Industry News

NRA calls on government to provide $5k loans to bricks-and-mortar retailers

Retail industry leaders and peak bodies are urging bricks-and-mortar merchants to adopt innovative marketing strategies post JobKeeper to attract customers, saying government support in the form of a $5,000 loan would be a helpful boost.
While the National Retail Association (NRA) supports the government’s $6,000 ecommerce loans for retailers looking to go online, it says not all retailers can make their businesses digital and that there is a need for retailers that are reliant on foot traffic and face-to-face purchases to revamp and refreshen their exteriors to help attract customers to their bricks-and-mortar stores.

“Ecommerce is going to be essential for many businesses going forward, but not all businesses can go online,” said Dominique Lamb, CEO of NRA. “What many retailers desperately need are loans so they can freshen up their public facing branding to attract customers and help keep them afloat during this period of instability. We’re calling on the government to grant small businesses $5,000 loans.”

COVID lockdowns and online shopping have severely impacted foot traffic for retail businesses. Retail represented just more than 20% of all businesses that closed their doors from June 2019 and March 30th 2020, based on ABS statistics.
And the challenge to bricks-and-mortar stores isn’t going anywhere anytime soon; a study conducted by Monash University has revealed that Australian shoppers expect to use ecommerce shopping channels by about 31% more due to COVID-19.
“In terms of industry survival, stores that were able to pivot to online platforms have been able to protect themselves and maintain a source of revenue,” said Lamb. “However, we are concerned for stores that require a customer to physically inspect items before committing to a purchase – like furniture, electronics and homeware stores, for example.
“It’s much harder for these retailers to go digital because of the purchasing process. They need physical marketing tactics to attract customers, like shop signage,” she said.
Mike Toweel, CEO of VitrineMedia, a lightbox and signage company that uses the science of ‘cold white light’ – the type of light used in Tokyo and New York’s Times Square – to unconsciously attract the eye, has been busy during COVID helping businesses boost foot traffic and sales.
“Studies have shown different types of light evoke different reactions in the brain,” explained Toweel. “Cold white light engages the brain in a way that warm yellow light doesn’t. That’s a great light for relaxing, but if you want to grab attention, you want cold white light, which illuminates very successfully. That’s why it’s used in aquariums.”
Renish Satani, the Founder and Director of new Adelaide-based mobile phone company, Pop Phones, agrees, saying the pilot project at his Golden Grove Village store was so successful that he has since installed the VitrineMedia screens at his other outlets in the city and at northern suburbs shopping centres, Hollywood Plaza and Munno Para.
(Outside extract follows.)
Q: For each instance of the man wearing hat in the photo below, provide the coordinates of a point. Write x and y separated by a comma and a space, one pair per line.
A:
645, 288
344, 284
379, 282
“When we were forced to close doors during the first lockdown, we could not rely on online sales like other stores and had to look at other solutions to draw in customers,” said Satani. “We used our indoor VitrineMedia signs to advertise our monthly promotions and specials and, within weeks, sales of these items grew by some 10%.”

The NRA’s Lamb is not suggesting that the government should provide grants but loans to businesses that are currently cash strapped.